Expectations are increasingly factoring in a broad-based recession with the rising cost of living and the associated impact on the consumer continuing to be a headwind for businesses whilst the backdrop of the war in the Ukraine adds to current market uncertainty, contributing to higher energy prices and supports the current risk off sentiment.
Many companies have now completed their third quarter and will soon start to present these results and provide guidance for the fourth quarter. The sharp decline in value of currencies against the US dollar creates a headwind and hence further risk to growth for the remainder of 2022 and 2023.
Portfolio positioning and performance
September was a difficult month across the board within our strategy as sentiment significantly worsened resulting in most investments seeing a fall in their value. At the margin some of our Cybersecurity holdings generated a positive return, due to the defensive aspects of these company’s products.
The Enabler sub-theme (with the Data & Enablers theme) detracted most from performance during September. This sub-theme contains investments in software and IT service companies who have recently been highlighted a longer duration in the sales process during the last reporting period. We note that when there is macro uncertainty, companies can often defer investment in new technology or projects as they reassess their budgets and cash flow for a more difficult operating environment. However, we believe that key investments cannot be paused forever and that these spending intentions will return as more certainty returns to global economies.

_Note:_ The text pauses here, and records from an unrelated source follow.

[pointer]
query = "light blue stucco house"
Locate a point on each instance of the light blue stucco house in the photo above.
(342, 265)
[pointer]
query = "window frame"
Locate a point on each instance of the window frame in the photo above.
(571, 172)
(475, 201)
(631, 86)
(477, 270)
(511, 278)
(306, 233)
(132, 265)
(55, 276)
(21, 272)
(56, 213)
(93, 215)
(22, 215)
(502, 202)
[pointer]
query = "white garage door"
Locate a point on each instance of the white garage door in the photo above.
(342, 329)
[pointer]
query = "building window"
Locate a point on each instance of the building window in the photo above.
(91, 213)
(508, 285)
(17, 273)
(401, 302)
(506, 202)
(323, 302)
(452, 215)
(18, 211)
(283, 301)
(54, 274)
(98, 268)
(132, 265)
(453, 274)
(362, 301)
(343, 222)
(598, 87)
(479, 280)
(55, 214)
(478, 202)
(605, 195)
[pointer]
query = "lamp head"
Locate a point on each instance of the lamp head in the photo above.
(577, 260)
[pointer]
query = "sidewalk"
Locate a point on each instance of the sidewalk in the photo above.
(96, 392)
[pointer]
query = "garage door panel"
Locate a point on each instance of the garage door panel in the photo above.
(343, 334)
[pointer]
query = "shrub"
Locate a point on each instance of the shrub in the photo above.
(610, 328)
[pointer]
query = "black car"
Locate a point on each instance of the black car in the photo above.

We sold the remainder of our investment in Zendesk, following the bid proposed by a consortium of private equity firms to acquire the company. We also sold our position in real estate business Duke Realty which is being acquired by peer Prologis in an all-stock transaction. We continued to add to our investments in cybersecurity firms, CyberArk Software, Tenable Holdings and Splunk.
Whilst macro-economic and geo-political uncertainty continue, we would expect markets to remain volatile. The pressures from inflation, a strong US dollar, higher energy costs and rising interest rates will continue to have a negative impact on consumer spending and businesses exposed to consumer spending. Near term growth expectations will likely be reset over the coming months. However, we believe the longer-term growth potential for many of the companies within the Digital Economy strategy are likely to remain elevated above broader economic growth rates over the duration of an investment cycle and with the contraction of valuations we believe there are many attractive investment opportunities arising. We are mindful that equity markets can overshoot in both directions, so we are not trying to call the bottom, but we do believe that our investment philosophy around identifying long term themes and the companies that will benefit from these themes remains intact despite the near-term challenges.
Whilst the long-term growth trends to which the fund is exposed are still intact the strength of the global economy may influence the pace of this growth. It is even more important that we continue to focus on quality within our investment universe, identifying management teams who we believe can navigate their organisations through these challenging times.
Long term investment trends that our strategy is exposed to such as the growth in online advertising, the adoption of e-commerce and the importance of having a reliable and safe transaction and fulfilment operation continue to play an important role in many successful business models even in a difficult economic environment. Arguably, the ability for companies to harness the power of data and digitalisation to make themselves more productive and efficient play an even more vital role during times when growth has become scarce.
No assurance can be given that the Digital Economy strategy will be successful. Investors can lose some or all of their capital invested. The Digital Economy is subject to risks including Equity; Emerging Markets; Global Investments; Investments in small and/or micro capitalisation universe; Investments in specific sectors or asset classes; ESG.